A Literature Review of GP Knowledge and Understanding of ME/CFS: A Report from the Socioeconomic Working Group of the European Network on ME/CFS (EUROMENE). — CFSMEATLAS
A Literature Review of GP Knowledge and Understanding of ME/CFS: A Report from the Socioeconomic Working Group of the European Network on ME/CFS (EUROMENE).
Pheby, Derek F H, Araja, Diana, Berkis, Uldis et al. · Medicina (Kaunas, Lithuania) · 2020 · DOI
Quick Summary
This study looked at what general practitioners (GPs) know and believe about ME/CFS by reviewing 33 research papers. The researchers found that many GPs don't believe ME/CFS is a real illness or don't feel confident diagnosing it, and patients often report feeling dismissed by their doctors. This problem has been going on for decades and hasn't improved much.
Why It Matters
This review highlights a critical healthcare barrier affecting ME/CFS patients: widespread physician disbelief and knowledge gaps lead to diagnostic delays that may worsen disease outcomes.

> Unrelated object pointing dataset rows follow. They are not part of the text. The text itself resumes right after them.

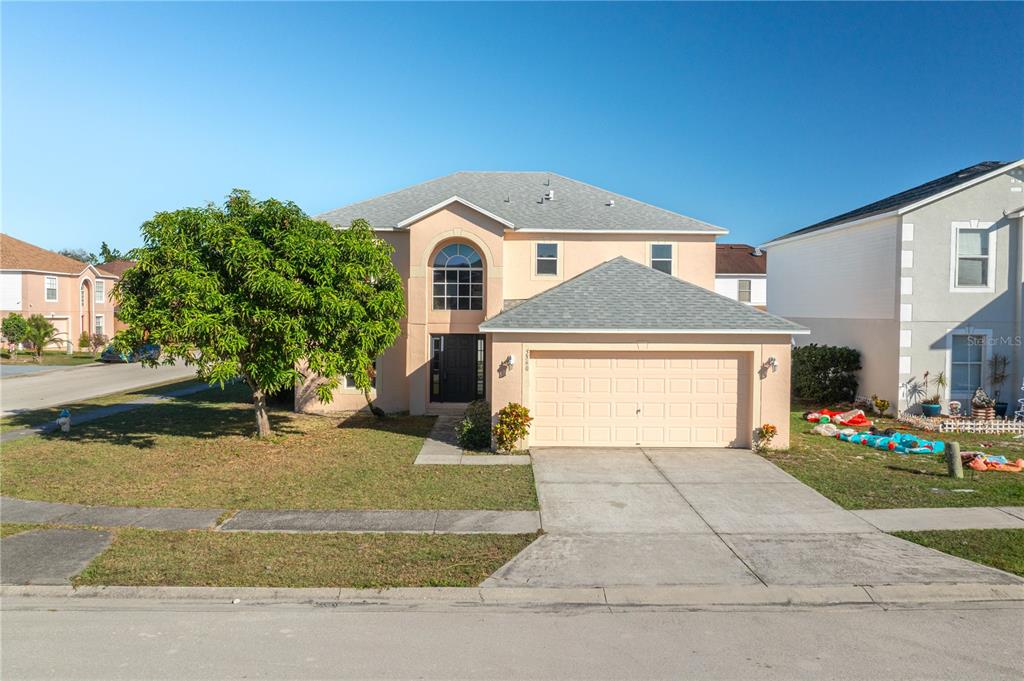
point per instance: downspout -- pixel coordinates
(1018, 285)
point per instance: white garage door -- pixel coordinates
(639, 398)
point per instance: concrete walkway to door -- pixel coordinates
(701, 516)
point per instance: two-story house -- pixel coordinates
(928, 280)
(741, 273)
(593, 309)
(73, 295)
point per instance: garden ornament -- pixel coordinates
(65, 421)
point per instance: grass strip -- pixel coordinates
(142, 557)
(1003, 549)
(859, 477)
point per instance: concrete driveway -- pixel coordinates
(700, 516)
(68, 385)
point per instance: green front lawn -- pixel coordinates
(9, 528)
(859, 477)
(50, 357)
(199, 452)
(37, 417)
(999, 548)
(142, 557)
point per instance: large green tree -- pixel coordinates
(258, 290)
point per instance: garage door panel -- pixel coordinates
(653, 399)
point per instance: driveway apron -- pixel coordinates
(707, 516)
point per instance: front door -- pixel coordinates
(457, 368)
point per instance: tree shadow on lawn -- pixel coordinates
(141, 427)
(392, 424)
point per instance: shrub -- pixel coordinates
(825, 374)
(763, 436)
(13, 328)
(473, 432)
(512, 426)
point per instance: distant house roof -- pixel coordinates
(623, 296)
(908, 197)
(15, 254)
(115, 267)
(739, 259)
(517, 200)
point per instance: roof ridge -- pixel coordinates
(688, 287)
(899, 199)
(638, 201)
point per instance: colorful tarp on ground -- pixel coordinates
(854, 418)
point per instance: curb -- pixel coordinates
(698, 596)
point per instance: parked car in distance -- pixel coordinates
(147, 351)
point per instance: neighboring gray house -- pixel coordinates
(929, 280)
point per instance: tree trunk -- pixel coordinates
(376, 411)
(262, 420)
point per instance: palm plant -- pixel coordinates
(40, 333)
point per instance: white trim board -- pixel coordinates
(681, 332)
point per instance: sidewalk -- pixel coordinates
(440, 448)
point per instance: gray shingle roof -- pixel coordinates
(517, 198)
(905, 198)
(621, 295)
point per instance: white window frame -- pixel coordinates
(47, 289)
(538, 258)
(750, 291)
(971, 225)
(672, 256)
(966, 331)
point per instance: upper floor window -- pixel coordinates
(547, 258)
(972, 256)
(743, 290)
(660, 257)
(458, 279)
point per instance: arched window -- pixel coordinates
(458, 278)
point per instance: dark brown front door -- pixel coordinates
(457, 366)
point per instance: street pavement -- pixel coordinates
(45, 638)
(73, 384)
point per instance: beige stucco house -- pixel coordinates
(928, 280)
(594, 310)
(73, 295)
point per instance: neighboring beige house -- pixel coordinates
(594, 310)
(741, 273)
(116, 268)
(929, 280)
(73, 295)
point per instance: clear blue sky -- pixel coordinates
(761, 118)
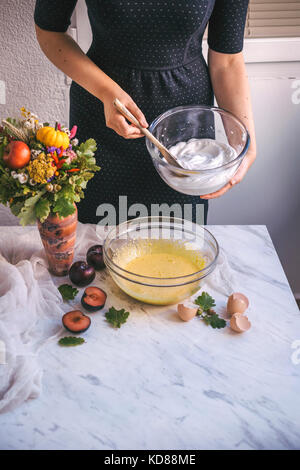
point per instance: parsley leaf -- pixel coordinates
(206, 313)
(205, 301)
(68, 292)
(71, 341)
(116, 317)
(214, 320)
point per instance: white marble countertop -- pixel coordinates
(159, 383)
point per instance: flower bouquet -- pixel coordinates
(43, 173)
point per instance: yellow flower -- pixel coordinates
(41, 169)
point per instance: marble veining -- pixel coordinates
(159, 383)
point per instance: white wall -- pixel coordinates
(271, 192)
(30, 79)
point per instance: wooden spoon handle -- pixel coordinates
(127, 114)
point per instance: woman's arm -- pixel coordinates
(231, 88)
(65, 53)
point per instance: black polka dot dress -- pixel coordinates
(152, 49)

Understanding the scope and persistence of this problem is essential for developing targeted educational interventions and policy changes to improve patient care and enable accurate prevalence estimates.
Observed Findings
One-third to one-half of surveyed GPs did not accept ME/CFS as a genuine clinical entity
Even GPs who accepted ME/CFS lacked confidence in diagnosis and management
Similar proportions of patients reported dissatisfaction with primary medical care received
Qualitative study findings were consistent with quantitative survey findings
These patterns of disbelief and knowledge gaps have persisted unchanged for several decades
Inferred Conclusions
Disbelief and insufficient knowledge of ME/CFS among GPs is widespread across studied populations
Diagnostic delays resulting from GP skepticism constitute a risk factor for severe and prolonged disease
Failure to diagnose ME/CFS prevents accurate prevalence determination and economic impact assessment
Educational gaps regarding ME/CFS have persisted without substantial improvement over time
Remaining Questions
What specific factors maintain GP skepticism about ME/CFS despite available evidence, and what barriers prevent belief change?
Do targeted training programs effectively improve GP knowledge, diagnostic confidence, and patient outcomes?

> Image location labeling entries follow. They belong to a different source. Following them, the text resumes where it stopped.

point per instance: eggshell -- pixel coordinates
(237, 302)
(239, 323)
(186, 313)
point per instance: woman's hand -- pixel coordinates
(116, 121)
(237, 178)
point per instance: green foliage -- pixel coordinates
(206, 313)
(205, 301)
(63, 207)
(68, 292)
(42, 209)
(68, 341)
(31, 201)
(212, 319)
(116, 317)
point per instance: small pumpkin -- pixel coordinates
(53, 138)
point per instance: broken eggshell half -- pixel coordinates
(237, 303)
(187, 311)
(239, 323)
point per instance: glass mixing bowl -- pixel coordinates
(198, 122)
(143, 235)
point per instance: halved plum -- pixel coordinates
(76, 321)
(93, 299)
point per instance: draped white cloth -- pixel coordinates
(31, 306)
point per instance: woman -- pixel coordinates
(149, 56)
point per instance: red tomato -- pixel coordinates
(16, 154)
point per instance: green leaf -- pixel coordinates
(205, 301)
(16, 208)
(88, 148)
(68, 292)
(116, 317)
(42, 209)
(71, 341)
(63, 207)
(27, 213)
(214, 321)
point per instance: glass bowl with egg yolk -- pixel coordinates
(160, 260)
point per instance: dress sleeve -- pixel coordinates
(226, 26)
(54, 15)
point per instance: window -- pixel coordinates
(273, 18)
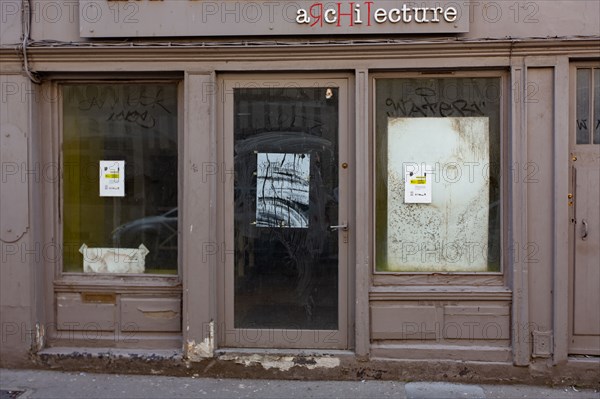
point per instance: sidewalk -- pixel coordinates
(54, 384)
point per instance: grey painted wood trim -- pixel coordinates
(518, 213)
(362, 219)
(200, 247)
(418, 293)
(561, 174)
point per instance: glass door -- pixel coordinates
(286, 214)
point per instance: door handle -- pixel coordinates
(343, 227)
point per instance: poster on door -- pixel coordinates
(282, 190)
(112, 178)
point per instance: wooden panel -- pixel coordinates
(586, 295)
(476, 322)
(73, 314)
(151, 314)
(404, 322)
(535, 175)
(14, 190)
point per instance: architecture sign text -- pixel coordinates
(246, 18)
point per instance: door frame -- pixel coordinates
(226, 334)
(577, 344)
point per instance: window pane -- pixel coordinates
(596, 106)
(120, 178)
(438, 175)
(583, 105)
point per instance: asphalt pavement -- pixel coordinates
(25, 384)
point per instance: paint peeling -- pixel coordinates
(199, 351)
(284, 363)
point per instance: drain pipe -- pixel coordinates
(26, 28)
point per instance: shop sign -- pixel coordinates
(191, 18)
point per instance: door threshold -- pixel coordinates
(285, 352)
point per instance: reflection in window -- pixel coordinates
(438, 139)
(587, 122)
(137, 125)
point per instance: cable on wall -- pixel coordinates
(26, 29)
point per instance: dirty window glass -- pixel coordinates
(584, 82)
(438, 175)
(119, 149)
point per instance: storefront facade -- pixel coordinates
(349, 185)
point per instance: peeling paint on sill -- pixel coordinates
(205, 349)
(283, 363)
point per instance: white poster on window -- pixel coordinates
(282, 190)
(112, 178)
(449, 159)
(417, 183)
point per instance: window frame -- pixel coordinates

What This Study Does Not Prove
This review does not establish whether GP skepticism causes poor patient outcomes, only that it is associated with diagnostic delays and patient dissatisfaction. The study cannot determine why GP attitudes persist or whether specific training interventions would successfully change beliefs and practice patterns. Findings are primarily from UK data and may not reflect GP knowledge globally.